Observava a sua mulher servir-lhe o café. Jesus Cristo, que coisa que ela se tornou! Cinco meses de casados, e ela já estava engordando barbaramente, além de bronquear noite e dia. lgualzinha a todas aquelas mulher italianas do bairro.
Rizzi estendeu o braço e passou a mão nas nádegas moles e enormes de Connie. Ela sorriu-lhe.
— Vocé está mais gorda do que uma porca — comentou ele desdenhosamente.
Sentia prazer em ver a mágoa estampada no rosto dela, e as lágrimas correrem-lhe dos olhos. Ela podia ser filha do Grande Don, mas era mulher dele, era sua propriedade agora, e podia tratá-la como quisesse. Sentia-se poderoso em pensar que um membro da Família Corleone era seu capacho.
Agora começava a subjugá-la. Connie tentara guardar para si mesma aquela bolsa cheia do dinheiro que recebeu como presente de casamento, mas ele lhe dera um bom soco no olho e lhe arrancara o dinheiro. Tampouco jamais dissera a ela o que tinha feito desse dinheiro. Na verdade, isso poderia ter-lhe causado alguma amolação. Mesmo agora, não sentia a mais leve ponta de remorso. Jesus Cristo, ele queimara quase quinze mil dólares nas corridas de cavalo e com as mulheres de cabarés.

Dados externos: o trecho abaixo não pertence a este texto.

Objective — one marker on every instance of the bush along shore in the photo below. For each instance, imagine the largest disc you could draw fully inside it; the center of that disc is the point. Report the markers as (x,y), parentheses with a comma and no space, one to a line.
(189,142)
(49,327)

Percebia que Connie olhava para as suas costas, por isso flexionou os músculos, quando estendeu o braço para alcançar o prato de pãezinhos doces colocado do outro lado da mesa. Acabara de devorar o seu presunto com ovos, mas era um homem grandão e precisava de um breakfast reforçado. Sentia-se satisfeito com a impressão que causava à mulher. Diferente do comum dos maridos carcamanos morenos e cozinheiros, era um tipo louro, de cabelo à escovinha, com enormes antebraços de pêlo louro, ombros largos e cintura estreita. Sabia que era fisicamente mais forte do que qualquer um daqueles sujeitos chamados duros que trabalhavam para a Famfiia. Tais como Clemenza, Tessio, Rocco Lampone e aquele cara Paulie que alguém tinha eliminado. Ele ignorava tudo a respeito dessa história. Depois, por um motivo qualquer, pensou em Sonny. De homem para homem, ele podia vencer Sonny, mesmo que o cunhado fosse um pouco maior e um pouco mais pesado do que ele. Porém, o que o amedrontava era a fama de Sonny, embora só estivesse acostumado a vê-lo como um rapaz bonachão e brincalhão. Sim, Sonny era seu “faixa”. Se Don Corleone batesse a bota, talvez as coisas melhorassem.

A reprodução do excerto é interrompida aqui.